Their Senior Chief is Kalindawalo M'ndikula, who resides in Merwe 10 kilometers from Petauke Boma. The following are Nsenga Chiefs: Chiefs Mwape, Nyamphande, Nyanje, Mumbi, Sandwe, Nyalugwe, Ndake, Senior Chief Lwembe, Senior Chief Mboloma and Mwanjaw'anthu.

They are known for their culture and artwork which includes bead work and basketry. They also grow groundnuts, maize, millet and sorghum for consumption and cotton as cash crop.

== Origin ==

The Nsenga people are believed to have migrated into Zambia around the 14th century from the Luba – Lunda kingdom of Congo, the current Democratic Republic of Congo, as distinct language. Nsenga means journey in reference to the tribe's long trek from Luba Kingdom. The Nsenga people share much more same culture with the lala, Lamba, Aushi, Swaka, Bemba and Bisa people due to strong historical links to the same pattern of migration movements as the lamba, swaka, Bemba lala and Bisa speaking people as they left Luba Kingdom in search for more fertile land.

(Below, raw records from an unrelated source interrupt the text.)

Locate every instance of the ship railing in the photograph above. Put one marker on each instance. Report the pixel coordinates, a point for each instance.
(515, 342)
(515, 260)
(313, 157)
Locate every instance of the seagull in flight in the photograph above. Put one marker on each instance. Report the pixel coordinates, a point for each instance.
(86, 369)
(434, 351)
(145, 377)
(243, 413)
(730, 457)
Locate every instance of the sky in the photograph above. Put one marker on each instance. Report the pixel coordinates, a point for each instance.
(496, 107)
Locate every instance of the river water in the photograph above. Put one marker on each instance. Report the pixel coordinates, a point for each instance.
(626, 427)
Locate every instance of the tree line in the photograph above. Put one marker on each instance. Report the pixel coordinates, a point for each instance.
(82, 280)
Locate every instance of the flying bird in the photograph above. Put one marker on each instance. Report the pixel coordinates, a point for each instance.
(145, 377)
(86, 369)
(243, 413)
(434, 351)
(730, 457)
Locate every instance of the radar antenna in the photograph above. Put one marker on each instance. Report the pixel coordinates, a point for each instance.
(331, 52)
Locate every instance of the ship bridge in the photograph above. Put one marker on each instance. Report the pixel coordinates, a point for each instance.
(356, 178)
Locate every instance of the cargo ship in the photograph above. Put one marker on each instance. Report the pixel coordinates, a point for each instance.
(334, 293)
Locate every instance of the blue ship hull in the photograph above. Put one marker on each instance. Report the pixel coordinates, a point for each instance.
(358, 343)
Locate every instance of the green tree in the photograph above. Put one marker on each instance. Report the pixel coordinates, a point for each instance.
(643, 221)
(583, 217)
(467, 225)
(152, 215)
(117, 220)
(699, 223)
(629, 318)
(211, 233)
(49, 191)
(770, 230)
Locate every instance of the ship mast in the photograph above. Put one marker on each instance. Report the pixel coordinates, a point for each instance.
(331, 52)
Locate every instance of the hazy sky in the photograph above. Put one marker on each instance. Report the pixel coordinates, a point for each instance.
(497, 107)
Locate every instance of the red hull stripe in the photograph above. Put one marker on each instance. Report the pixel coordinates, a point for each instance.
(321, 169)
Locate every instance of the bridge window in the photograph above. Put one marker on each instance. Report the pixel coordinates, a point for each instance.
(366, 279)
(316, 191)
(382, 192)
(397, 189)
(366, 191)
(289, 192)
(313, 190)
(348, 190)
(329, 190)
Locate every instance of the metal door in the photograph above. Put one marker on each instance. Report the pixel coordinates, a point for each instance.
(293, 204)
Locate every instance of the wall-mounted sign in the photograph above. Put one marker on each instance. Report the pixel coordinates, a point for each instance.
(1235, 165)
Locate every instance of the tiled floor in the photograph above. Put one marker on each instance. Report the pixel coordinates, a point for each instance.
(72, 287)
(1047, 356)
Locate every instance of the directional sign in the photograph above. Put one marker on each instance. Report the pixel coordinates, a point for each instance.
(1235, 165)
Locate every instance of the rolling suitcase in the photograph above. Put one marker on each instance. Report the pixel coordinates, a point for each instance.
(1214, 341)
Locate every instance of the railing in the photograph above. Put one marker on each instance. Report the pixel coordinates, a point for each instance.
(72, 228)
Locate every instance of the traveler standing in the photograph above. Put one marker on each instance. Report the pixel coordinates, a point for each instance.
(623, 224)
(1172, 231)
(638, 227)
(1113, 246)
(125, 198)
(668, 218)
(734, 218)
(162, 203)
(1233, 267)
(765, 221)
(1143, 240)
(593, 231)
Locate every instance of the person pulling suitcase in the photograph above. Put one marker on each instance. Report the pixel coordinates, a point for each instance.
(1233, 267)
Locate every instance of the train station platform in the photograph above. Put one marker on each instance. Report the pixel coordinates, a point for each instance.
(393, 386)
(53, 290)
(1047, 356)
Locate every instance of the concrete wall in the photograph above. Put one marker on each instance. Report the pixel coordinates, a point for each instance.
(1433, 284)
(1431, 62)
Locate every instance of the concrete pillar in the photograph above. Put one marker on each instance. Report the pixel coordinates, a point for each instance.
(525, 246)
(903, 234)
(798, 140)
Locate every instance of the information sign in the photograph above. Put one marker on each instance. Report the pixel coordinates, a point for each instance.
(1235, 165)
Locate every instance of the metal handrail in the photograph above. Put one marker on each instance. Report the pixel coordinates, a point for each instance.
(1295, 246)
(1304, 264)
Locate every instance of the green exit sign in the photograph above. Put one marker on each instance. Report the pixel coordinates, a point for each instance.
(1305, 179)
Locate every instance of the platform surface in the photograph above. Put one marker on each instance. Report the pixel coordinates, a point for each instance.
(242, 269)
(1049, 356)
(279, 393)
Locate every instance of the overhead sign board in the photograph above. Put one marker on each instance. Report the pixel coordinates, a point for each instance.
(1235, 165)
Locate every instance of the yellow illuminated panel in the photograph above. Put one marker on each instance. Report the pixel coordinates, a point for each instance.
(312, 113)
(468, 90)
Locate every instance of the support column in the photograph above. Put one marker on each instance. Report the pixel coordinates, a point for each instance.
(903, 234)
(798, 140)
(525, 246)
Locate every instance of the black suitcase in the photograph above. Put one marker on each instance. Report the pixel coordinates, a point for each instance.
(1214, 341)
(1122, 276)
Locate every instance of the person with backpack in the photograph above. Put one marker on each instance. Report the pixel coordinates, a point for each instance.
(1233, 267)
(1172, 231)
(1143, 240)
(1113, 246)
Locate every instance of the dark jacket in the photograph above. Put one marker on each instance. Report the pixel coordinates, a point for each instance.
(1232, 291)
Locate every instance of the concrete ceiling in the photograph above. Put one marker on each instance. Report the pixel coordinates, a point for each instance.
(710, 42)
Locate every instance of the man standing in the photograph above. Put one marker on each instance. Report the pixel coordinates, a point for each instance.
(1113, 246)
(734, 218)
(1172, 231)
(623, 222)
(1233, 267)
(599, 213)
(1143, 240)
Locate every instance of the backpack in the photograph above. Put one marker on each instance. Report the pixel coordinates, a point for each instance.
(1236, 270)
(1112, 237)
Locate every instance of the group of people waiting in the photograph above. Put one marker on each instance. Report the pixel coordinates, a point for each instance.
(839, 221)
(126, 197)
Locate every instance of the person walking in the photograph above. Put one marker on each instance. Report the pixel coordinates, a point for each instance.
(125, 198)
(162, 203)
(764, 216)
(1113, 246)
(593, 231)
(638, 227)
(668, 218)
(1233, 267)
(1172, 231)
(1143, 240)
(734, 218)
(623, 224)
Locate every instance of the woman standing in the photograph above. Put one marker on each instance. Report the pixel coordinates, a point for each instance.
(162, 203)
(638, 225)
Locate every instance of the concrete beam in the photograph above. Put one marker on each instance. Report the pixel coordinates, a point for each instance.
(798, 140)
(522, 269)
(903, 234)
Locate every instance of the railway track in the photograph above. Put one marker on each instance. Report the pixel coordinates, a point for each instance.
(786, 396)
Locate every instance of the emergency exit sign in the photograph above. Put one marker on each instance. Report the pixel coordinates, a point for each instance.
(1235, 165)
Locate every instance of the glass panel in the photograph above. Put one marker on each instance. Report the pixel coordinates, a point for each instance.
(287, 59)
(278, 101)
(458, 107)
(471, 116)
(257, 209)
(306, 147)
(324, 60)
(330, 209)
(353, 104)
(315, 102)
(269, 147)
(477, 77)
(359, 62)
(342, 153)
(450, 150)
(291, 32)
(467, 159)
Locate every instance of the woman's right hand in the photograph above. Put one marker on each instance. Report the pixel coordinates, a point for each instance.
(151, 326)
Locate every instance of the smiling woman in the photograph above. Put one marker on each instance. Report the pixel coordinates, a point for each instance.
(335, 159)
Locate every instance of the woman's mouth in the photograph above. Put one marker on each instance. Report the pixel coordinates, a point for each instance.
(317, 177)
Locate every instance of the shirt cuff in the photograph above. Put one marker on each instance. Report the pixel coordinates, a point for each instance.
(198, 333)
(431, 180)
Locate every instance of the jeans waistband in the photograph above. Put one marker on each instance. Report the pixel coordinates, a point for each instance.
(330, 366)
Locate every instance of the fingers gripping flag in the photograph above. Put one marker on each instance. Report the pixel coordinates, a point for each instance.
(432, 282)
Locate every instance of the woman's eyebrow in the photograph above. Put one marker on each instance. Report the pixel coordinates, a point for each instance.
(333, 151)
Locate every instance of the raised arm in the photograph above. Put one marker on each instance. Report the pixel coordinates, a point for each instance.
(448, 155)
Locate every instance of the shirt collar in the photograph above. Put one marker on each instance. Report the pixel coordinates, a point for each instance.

A typical vocabulary analysis on selected tribes with links to theLuba Kingdom, further proves that Nsenga was indeed a distinct language and clearly dispels the assumption that Nsenga could have been an off short of Chewa speaking people. Nsenga people originate from Luba Kingdom alongside other tribes such as lala, Bemba, lamba and the Bisa people. The Nsenga people are among the earliest tribes to migrate into modern day Zambia after the Tonga speaking people. It is believed that the Nsenga speaking people embarked on the trekking journey (Nsenga) almost at the same time with Bemba, Bisa, Lala. During this long journey, the Nsenga people had an intimate encounter with the Bemba people. Under the instruction of their leader Chitimukulu, the Bemba fighters ambushed a beautiful Nsenga woman (Lumbwe) whom Chitimukulu took as one of his wives upon capture. In retaliation, the Nsenga hunters were also ordered by heads of family clans (Tumvi) to hunt down Bemba women. At the time the Nsenga people had no Chiefs but organised under clan system of governance such as "enetembo, enemwanza, eneng'oma, enelungu, enemumba, enemvula" headed by Tumvi. It was this hide and seek tribal game, captivity of Bemba and Nsenga women that produced some similarities. Today, we have, for instance, some Bemba names such as Nkonde, Mwape, Ngosa (Nsenga call Ngoza), Lumbwe among the Nsenga people. While the Bembas will greet their visitors "mulishani", the Nsenngas will do the same by saying "mulityani). These are some of the many dialect similarities between the two tribes.